April 30, 2019
Real & Raw // "Celebrating all Bodies" by Brenda Stearns
What advice would you give someone who is struggling with their body image?
Your body is amazing.
Your body is beautiful.
Your body is powerful.
Your body is strong.
Your body is capable.
Your body made you a mother.
Your body grew a human inside.
Not everybody has that privilege.
How did people react when you started being more open and vulnerable about your post partum body?
I get it all! Hate messages, trolls, comments saying my body is disgusting or ugly.
While society wants to sit behind a screen and label us as flawed, I am here to remind all of us that to our children we are perfect. They see behind the stretched out skin, marks, and lines. They see us for who we truly are. They know our hearts and love us unconditionally. And that is all that matters. 💗
And for every negative comment I receive, there are hundred positive ones! In the end those trolls didn’t nothing but to fuel my desire to keep normalizing the beauty of the postpartum body!
How has you life changed since having kids??
Tremendously!! I never sleep haha!
Life is beautiful and chaotic, and crazy, and loud, but full of love.
My kids have helped me realize that it doesn’t matter what my body looks like, they see me for who I am inside. They make me a better person.
Did your body make different changes with your different kids?
Each pregnancy was different and so was every birth. With my first baby I ended up with an emergency cesarean which left a huge scar on my lower abdomen. I didn’t like my body, my breasts grew three times larger and leaked all the time, I had stretch marks on my sides, my belly flopped, and I just did not feel beautiful. With each pregnancy and birth came more changes.
It’s impressive how much my body has gone through. But it’s also changed in other ways, my body now is stronger, I have a higher tolerance for physical pain, my body loves deeper, my body can hold five babies, this body is capable of loving so much more than that pre pregnancy one.
It wasn’t until the birth of my fifth child that I gained confidence to love myself. It took me five pregnancies, two cesarean births, three unmedicated vbacs, and five beautiful healthy children to realize the depth of strength and beauty that my body has.
I have physical goals I want to reach. I want to be healthy and strong and stay active throughout my days. I have my moments when I feel “ugly” and I usually snap out when I remind myself how far I’ve come. When I stop and think of what my body has done for me, I change the focus and start thanking my body, I take time for myself and slow down. I am able to appreciate myself better.

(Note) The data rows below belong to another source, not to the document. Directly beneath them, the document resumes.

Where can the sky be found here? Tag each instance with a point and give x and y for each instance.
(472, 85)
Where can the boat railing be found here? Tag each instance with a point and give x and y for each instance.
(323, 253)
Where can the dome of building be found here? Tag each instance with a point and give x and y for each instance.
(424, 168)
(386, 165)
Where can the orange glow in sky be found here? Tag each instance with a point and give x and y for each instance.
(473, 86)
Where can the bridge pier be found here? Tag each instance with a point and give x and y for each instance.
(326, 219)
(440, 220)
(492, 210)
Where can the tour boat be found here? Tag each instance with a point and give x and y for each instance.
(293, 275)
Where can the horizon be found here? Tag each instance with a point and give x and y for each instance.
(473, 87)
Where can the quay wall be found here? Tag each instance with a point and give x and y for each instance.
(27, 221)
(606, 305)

How do you show your children, especially your girls to be body positive?
I focus on the inward and not the outward. I don’t compliment looks. I praise character traits. I tell them they’re strong, and smart. I tell them they’re beautiful because of what’s in their hearts.
Often when out in public they notice people look different and I always say to them “aren’t they beautiful?” Or “isn’t that beautiful?” I want them to know that “different” isn’t a bad thing. “Different” is what makes our world beautiful.